I wanted to confirm how we are packing bits onto the JESD204B bus with the AD9176.
We are in Mode 4. We have a complex waveform we are sending to the DAC from our FPGA board. Currently we have lanes 0 - 3. In the table on page 34 the following is called out. it says for lane 0, Frame 0 has octet 0 and octet 1 as M0S0[15:8] and M0S0[7:0], respectively. Frame 1 would have M0S1[15:8] and M0S1[7:0]. Lane 1 would then have the M1Sx samples, etc. We've read that M in our case is for complex sub channels. So would it be correct to say that for us, the DAC 0 IQ data would go as follows:
M0Sx = DAC0 I Data for both channels, if so is S0 channel 0 and S1 channel 1?
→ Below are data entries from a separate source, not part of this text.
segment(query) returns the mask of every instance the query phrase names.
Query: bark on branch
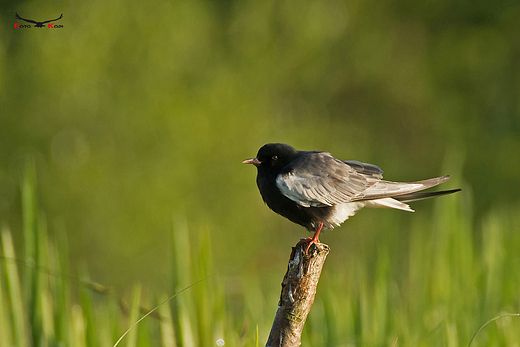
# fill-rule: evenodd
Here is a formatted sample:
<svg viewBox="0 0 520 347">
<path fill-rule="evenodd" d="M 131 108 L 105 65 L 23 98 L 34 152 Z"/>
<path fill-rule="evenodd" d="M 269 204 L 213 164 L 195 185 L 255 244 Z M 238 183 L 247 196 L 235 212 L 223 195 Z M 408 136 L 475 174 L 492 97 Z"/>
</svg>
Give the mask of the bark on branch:
<svg viewBox="0 0 520 347">
<path fill-rule="evenodd" d="M 266 347 L 300 346 L 303 325 L 311 310 L 321 269 L 329 254 L 329 246 L 323 243 L 293 247 L 287 272 L 282 282 L 278 311 L 274 318 Z"/>
</svg>

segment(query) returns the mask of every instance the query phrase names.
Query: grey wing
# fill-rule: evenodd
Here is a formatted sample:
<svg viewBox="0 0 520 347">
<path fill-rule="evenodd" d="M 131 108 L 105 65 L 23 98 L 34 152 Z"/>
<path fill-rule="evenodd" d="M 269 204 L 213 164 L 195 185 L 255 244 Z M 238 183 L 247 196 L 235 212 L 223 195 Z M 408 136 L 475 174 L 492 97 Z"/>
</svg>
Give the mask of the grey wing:
<svg viewBox="0 0 520 347">
<path fill-rule="evenodd" d="M 377 181 L 368 189 L 356 196 L 354 200 L 375 200 L 388 197 L 398 198 L 399 196 L 403 196 L 403 201 L 405 201 L 407 198 L 410 198 L 409 195 L 411 193 L 434 187 L 449 179 L 450 176 L 446 175 L 416 182 Z M 411 200 L 407 201 L 415 200 L 413 196 L 410 199 Z"/>
<path fill-rule="evenodd" d="M 300 206 L 322 207 L 353 201 L 376 181 L 329 153 L 308 152 L 282 170 L 276 185 Z"/>
<path fill-rule="evenodd" d="M 383 170 L 377 165 L 362 163 L 357 160 L 345 160 L 344 163 L 363 175 L 379 179 L 383 178 Z"/>
</svg>

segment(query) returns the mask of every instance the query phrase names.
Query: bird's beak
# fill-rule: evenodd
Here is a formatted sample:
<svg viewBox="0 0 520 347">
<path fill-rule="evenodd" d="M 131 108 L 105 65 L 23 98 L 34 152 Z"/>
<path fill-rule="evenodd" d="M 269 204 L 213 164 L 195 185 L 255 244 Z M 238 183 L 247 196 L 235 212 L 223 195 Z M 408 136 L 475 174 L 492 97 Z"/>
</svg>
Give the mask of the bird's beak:
<svg viewBox="0 0 520 347">
<path fill-rule="evenodd" d="M 262 162 L 258 160 L 258 158 L 251 158 L 244 160 L 242 164 L 253 164 L 254 166 L 258 167 L 260 164 L 262 164 Z"/>
</svg>

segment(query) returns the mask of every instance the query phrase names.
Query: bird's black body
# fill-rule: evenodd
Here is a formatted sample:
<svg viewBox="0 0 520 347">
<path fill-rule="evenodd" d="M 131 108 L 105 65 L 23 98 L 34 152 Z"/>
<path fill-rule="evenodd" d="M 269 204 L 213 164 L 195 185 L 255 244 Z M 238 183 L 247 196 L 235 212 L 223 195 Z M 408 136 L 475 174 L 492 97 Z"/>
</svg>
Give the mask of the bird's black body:
<svg viewBox="0 0 520 347">
<path fill-rule="evenodd" d="M 332 213 L 333 207 L 302 207 L 283 195 L 276 186 L 278 175 L 290 172 L 292 170 L 290 163 L 303 154 L 305 154 L 304 151 L 297 151 L 283 144 L 262 147 L 257 155 L 262 164 L 258 166 L 256 184 L 262 199 L 271 210 L 309 231 L 316 231 L 318 221 L 327 219 Z M 277 159 L 273 160 L 275 156 Z"/>
<path fill-rule="evenodd" d="M 376 165 L 341 161 L 330 153 L 298 151 L 283 143 L 269 143 L 256 158 L 244 160 L 258 169 L 256 182 L 271 210 L 314 231 L 339 226 L 359 209 L 388 207 L 413 210 L 409 201 L 454 193 L 460 189 L 421 192 L 449 179 L 442 176 L 417 182 L 383 181 Z"/>
</svg>

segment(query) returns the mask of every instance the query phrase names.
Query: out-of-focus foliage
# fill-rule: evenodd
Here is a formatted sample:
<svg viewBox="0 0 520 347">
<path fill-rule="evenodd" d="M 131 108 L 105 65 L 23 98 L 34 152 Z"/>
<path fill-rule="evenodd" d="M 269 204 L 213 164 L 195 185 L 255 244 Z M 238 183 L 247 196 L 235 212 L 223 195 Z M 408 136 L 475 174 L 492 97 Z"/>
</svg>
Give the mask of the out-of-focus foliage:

M1Sx = DAC0 Q Data for both channel
Or is it:
M0S0 = DAC0 I data for channel 0, M0S1 is DAC0 Q data for Channel 0M1S0 = DAC0 I data for channel 1, M1S1 is DAC0 Q data for Channel 1
M0 - DAC0 I data
M1 - DAC0 Q data
M2- DAC1 I data
M3 - DAC1 Q data
1 Mx is the converter number and Sy is the sample number. For example, M0S0 means Converter 0, Sample 0.